Yes the implications of this are very interesting.
As one of the upvoters, here is my thought process, as far as I recall it:
WTF?!! What does it even mean?
Wait, this kind of makes sense intuitively.
Hey, every example I can try actually works. I wonder why.
OK, so the OP suggests awesomeness as an overriding single intuitive terminal value. What does he mean by "intuitive"?
It seems clear from the comments that any attempt to unpack "awesome" eventually fails on some example, while the general concept of perceived awesomeness doesn't.
He must be onto something.
Oh, and his approach is clearly awesome, so the post is self-consistent.
Gotta upvote!
Drat, I wish I made it to the meetup where he presented it!
Totally. Hence the link to fake utility functions. I could have made this clearer; you're not really supposed to unpack it, just use it as a rough pointer to your built-in moral intuitions. "oh that's all there is to it".
Don't worry. I basically just went over this post, then went over "joy in the merely good". We also discussed a bit, but the shield against useless philosophy provided by using "awesome" instead of "good" only lasted so long...
That said, it would have been nice to have you and your ideas there.
Because you make few assertions of substance, there is a lot of empty space (where people, depending on their mood, may insert either unrealistically charitable or unrealistically uncharitable reconstructions of reasoning) and not a lot of specific content for anyone to disagree with. In contrast, if I make 10 very concrete and substantive suggestions in a post, and most people like 9 of them but hate the 10th, that could make them very reluctant to upvote the post as a whole, lest their vote be taken as a blanket endorsement for every claim.
Because the post is vague and humorous, people leave it feeling vaguely happy and not in a mood to pick it apart. Expressing this vague happiness as an upvote reifies it and makes it more intense.
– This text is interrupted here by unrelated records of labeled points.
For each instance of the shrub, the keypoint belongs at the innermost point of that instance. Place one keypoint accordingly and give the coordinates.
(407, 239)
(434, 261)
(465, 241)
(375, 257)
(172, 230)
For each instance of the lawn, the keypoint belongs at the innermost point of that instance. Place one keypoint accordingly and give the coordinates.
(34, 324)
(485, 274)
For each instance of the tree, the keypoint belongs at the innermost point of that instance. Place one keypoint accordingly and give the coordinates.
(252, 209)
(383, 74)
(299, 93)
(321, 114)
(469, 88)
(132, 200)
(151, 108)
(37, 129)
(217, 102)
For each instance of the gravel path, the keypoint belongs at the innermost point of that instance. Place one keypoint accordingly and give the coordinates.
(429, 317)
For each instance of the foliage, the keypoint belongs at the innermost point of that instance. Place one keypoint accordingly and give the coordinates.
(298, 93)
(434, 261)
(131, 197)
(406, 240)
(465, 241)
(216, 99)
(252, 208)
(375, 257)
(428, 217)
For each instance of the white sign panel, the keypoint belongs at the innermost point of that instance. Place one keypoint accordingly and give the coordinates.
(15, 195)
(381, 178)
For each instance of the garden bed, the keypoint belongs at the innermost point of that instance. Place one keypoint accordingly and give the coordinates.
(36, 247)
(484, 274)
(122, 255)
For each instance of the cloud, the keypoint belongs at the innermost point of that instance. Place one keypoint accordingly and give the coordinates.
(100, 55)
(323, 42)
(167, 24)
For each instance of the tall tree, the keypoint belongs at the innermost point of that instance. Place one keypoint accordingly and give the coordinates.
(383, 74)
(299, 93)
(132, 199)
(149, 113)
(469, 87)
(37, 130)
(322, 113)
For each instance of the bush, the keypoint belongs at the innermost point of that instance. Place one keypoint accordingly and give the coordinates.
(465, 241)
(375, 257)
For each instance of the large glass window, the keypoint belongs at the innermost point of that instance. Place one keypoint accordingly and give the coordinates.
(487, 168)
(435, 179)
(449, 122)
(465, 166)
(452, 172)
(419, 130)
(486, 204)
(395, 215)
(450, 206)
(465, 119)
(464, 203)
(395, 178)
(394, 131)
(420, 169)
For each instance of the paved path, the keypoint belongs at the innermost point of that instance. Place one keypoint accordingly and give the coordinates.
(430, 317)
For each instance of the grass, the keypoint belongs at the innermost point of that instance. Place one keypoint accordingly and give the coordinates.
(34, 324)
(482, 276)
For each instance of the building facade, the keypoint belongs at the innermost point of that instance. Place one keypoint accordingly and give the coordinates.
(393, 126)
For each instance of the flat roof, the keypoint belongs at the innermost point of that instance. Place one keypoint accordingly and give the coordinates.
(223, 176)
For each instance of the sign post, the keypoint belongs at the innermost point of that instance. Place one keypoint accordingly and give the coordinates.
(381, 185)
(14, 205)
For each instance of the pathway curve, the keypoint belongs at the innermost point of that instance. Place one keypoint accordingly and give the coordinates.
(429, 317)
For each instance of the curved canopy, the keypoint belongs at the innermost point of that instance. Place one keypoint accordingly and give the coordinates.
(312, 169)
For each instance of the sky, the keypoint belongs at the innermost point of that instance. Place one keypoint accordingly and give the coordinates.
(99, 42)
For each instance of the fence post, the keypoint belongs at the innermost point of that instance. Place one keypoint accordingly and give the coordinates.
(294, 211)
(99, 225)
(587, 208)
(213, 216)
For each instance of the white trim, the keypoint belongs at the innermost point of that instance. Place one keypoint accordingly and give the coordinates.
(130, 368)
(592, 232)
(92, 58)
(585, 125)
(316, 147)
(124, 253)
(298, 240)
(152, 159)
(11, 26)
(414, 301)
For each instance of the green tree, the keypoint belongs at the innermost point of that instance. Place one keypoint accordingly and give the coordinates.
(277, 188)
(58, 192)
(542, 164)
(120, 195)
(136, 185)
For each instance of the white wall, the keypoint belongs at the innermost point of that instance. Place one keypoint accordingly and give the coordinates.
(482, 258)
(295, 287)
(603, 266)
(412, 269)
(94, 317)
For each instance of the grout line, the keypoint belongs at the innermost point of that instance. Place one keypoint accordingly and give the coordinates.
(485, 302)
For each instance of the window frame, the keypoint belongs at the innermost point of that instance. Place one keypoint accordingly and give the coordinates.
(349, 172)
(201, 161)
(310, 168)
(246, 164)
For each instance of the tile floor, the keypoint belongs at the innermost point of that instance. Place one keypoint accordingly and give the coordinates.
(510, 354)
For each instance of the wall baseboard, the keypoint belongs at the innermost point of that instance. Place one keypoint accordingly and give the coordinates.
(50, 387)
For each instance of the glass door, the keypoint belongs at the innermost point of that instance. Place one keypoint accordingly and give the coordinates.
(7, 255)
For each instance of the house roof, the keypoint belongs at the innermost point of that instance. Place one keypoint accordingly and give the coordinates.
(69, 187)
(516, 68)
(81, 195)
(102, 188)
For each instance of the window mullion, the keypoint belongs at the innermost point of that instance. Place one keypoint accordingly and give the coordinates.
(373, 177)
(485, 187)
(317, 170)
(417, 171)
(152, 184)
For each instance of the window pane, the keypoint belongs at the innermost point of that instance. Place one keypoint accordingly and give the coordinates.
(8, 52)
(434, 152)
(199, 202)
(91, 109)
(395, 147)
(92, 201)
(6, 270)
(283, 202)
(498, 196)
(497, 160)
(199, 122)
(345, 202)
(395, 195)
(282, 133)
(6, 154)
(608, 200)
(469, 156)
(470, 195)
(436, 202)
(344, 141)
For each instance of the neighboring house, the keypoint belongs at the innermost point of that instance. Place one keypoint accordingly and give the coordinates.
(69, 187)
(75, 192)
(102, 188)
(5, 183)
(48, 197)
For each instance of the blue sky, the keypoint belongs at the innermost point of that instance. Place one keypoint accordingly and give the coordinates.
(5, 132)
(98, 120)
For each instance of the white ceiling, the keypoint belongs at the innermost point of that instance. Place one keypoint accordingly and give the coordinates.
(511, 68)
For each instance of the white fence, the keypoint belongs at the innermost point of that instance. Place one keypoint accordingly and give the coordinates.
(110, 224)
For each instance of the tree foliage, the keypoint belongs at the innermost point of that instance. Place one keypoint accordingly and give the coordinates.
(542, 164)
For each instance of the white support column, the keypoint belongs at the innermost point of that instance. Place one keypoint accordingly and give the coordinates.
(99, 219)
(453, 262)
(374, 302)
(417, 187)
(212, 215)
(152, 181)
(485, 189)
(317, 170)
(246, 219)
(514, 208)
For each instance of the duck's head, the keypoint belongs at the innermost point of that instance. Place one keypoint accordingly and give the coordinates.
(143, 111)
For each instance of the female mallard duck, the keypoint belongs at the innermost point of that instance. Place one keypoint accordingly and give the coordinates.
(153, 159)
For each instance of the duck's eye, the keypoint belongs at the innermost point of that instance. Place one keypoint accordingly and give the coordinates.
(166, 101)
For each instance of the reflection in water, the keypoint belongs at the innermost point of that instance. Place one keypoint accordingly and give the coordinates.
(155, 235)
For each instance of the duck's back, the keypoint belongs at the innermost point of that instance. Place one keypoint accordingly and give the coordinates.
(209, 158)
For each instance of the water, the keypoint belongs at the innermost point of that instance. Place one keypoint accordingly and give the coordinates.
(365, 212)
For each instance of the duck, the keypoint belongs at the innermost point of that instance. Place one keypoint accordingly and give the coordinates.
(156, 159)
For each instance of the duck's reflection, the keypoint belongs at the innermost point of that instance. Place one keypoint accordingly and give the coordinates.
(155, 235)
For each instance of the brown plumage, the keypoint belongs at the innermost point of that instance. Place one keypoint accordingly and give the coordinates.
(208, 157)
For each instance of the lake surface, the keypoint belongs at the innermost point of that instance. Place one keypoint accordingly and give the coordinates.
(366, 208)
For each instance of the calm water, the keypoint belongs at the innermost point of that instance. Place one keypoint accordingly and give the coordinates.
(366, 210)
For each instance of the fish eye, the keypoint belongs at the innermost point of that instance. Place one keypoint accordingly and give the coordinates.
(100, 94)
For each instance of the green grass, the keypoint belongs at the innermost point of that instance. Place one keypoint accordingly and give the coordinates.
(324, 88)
People like 'liking' things they like.
The post is actually useful, as a way of popularizing some deeper and more substantive meta-ethical and practical points. Some LessWrongers may be tired of endlessly arguing over which theory is most ideal, and instead hunger for better popularizations and summaries of the extant philosophical progress we've already made, so that we can start peddling those views to the masses. They may view your post as an important step in that Voltairean process, even if it doesn't advance the distinct project of constructing the substance-for-future-popularization in the first place.
Meta-ethics is hard. There are very few easy answers, and there's a lot of disagreement. Uncertainty and disagreement, and in general lack of closure, create a lot of unpleasant dissonance. Your article helps us pretend that we can ignore those problems, which alleviates the dissonance and makes us feel better. This would help explain why applause-lighting posts in areas like meta-ethics or the hard problem of consciousness see better results than applause-lighting posts in areas where substantive progress is easier.
The post invites people to oversimplify their utility calculations via the simple dichotomy 'is it awesome, or isn't it?'. Whether or not your post is useful, informative, insightful ,etc., it is quite clearly 'awesome,' as the word is ordinarily used. So your post encourages people to simplify their evaluation procedure in a way that favors the post itself.
I upvoted it because I loved what you did. (I did feel it was, er... awesome, but before reading that comment I couldn't have put it down in words.)
For me, high (insight + fun) per (time + effort).
I have typically been awful at predicting which parts of HPMOR people would most enjoy. I suggest relaxing and enjoying the hedons.